Retired Fraser Health nurse Sheila Early now joins a club with Canadians that includes Ryan Reynolds, Gord Downie, and Wayne Gretzky.

Last fall, Early received a call that she first thought was spam: it was from the Governor General’s office.

But it wasn’t spam, and she soon learned that she was a recipient of one of Canada’s highest civilian honours, the Order of Canada, for her leadership in forensic nursing over the past few decades. She

“I was stunned. Just unbelievable. And never imagined this type of honour being given to me,” Early told Daily Hive.

Early started B.C.’s first forensic nurse program in the early ’90s at the Surrey Memorial Hospital.

A couple of years prior, she was working in the emergency department as a nurse clinician when they received a complaint from a RCMP officer who had brought someone who had been sexually assaulted, but had a long delay in receiving care.

“That was the standard,” Early said. “‘Well, they’re not hurt, so we’ll just look after everybody else first.’”

But because of the complaint, Early was tasked with reviewing the patient’s chart, and she started digging into some of the research. She discovered that in the mid-70s, a group of U.S. nurses had started examining people who presented with sexual violence.

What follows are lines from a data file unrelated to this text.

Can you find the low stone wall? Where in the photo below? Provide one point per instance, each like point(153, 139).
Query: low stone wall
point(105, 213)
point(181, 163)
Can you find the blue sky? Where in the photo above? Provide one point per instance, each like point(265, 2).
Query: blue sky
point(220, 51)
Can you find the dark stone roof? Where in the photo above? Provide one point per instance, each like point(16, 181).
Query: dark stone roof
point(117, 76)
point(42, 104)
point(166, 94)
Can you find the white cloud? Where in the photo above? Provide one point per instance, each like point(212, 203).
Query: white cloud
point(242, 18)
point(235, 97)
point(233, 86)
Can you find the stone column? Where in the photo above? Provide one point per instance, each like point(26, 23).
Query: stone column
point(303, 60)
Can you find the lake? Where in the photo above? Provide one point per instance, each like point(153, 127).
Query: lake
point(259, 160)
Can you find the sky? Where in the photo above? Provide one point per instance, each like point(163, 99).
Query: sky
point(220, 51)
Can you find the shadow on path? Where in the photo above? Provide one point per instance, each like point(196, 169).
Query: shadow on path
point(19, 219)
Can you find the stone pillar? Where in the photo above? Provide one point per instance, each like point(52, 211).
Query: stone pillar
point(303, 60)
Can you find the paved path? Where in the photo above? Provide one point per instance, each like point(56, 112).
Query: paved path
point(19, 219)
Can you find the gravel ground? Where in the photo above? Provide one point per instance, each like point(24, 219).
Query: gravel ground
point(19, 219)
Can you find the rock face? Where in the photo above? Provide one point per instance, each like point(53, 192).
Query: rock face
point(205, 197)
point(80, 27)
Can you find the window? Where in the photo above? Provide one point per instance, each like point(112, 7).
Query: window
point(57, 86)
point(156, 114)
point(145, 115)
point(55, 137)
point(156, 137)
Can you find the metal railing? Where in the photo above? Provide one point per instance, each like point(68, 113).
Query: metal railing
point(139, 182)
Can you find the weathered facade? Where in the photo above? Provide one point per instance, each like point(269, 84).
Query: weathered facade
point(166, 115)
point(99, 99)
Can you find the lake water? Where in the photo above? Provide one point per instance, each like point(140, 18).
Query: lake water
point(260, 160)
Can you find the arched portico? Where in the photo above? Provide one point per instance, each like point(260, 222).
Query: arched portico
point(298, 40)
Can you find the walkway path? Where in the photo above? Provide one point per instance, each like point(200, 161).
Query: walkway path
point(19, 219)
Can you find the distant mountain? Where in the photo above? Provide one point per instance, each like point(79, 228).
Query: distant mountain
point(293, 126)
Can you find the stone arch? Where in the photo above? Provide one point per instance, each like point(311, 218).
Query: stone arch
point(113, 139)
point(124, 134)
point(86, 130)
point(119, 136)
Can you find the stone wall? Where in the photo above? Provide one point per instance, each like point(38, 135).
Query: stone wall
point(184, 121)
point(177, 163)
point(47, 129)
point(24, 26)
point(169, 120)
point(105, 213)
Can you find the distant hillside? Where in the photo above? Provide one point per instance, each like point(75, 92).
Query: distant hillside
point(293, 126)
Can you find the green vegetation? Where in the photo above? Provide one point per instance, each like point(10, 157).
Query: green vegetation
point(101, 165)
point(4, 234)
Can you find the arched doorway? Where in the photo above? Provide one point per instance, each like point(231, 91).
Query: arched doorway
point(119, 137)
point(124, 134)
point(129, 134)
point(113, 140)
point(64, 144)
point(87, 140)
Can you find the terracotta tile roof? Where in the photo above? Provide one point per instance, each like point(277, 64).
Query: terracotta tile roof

“And I thought, ‘It is 1992, and none of this has come to Canada,’” she said. “I thought, ‘Wouldn’t this be a nice thing to have here? Wouldn’t that make a difference? Wouldn’t that mean that women and men and children — like this lady that I’m investigating — wouldn’t have to wait?’”

“And that became the beginning,” she said.

After putting together a proposal and applying for funding, Early co-founded what was then the Sexual Assault Nurse Examiner program (now the Forensic Nursing Service) at Surrey Memorial Hospital.

In 1994, she was the first registered nurse to perform a sexual assault exam in B.C. She would later create the first forensic health sciences certificate program at BCIT and co-found the Canadian Forensic Nurses Association.

“Sheila’s work as a sexual assault nurse examiner and forensic nurse has had an extraordinary impact on the lives of countless victims of sexual violence,” said Winston Sayson, a former Crown Prosecutor, in a release.

“The thousands of individuals who received comfort, dignity and expert care as a direct result of her work bears testament to the difference she has made.”

What is forensic nursing?

Forensic nursing straddles three different areas: health care, law enforcement, and the legal system, Early explained.

While today it is commonly used in cases of sexual assault and violence, Early said the profession should be applied to other areas of health care, like mental health, car crashes, human trafficking, and elder mistreatment.

“Unfortunately, that’s the part that’s not always clear,” she said.

“Right now, the only people who get specialized care are those who have been involved in violence and trauma related to intimate partner violence, strangulation, sexual abuse in any form. So it’s not everybody.”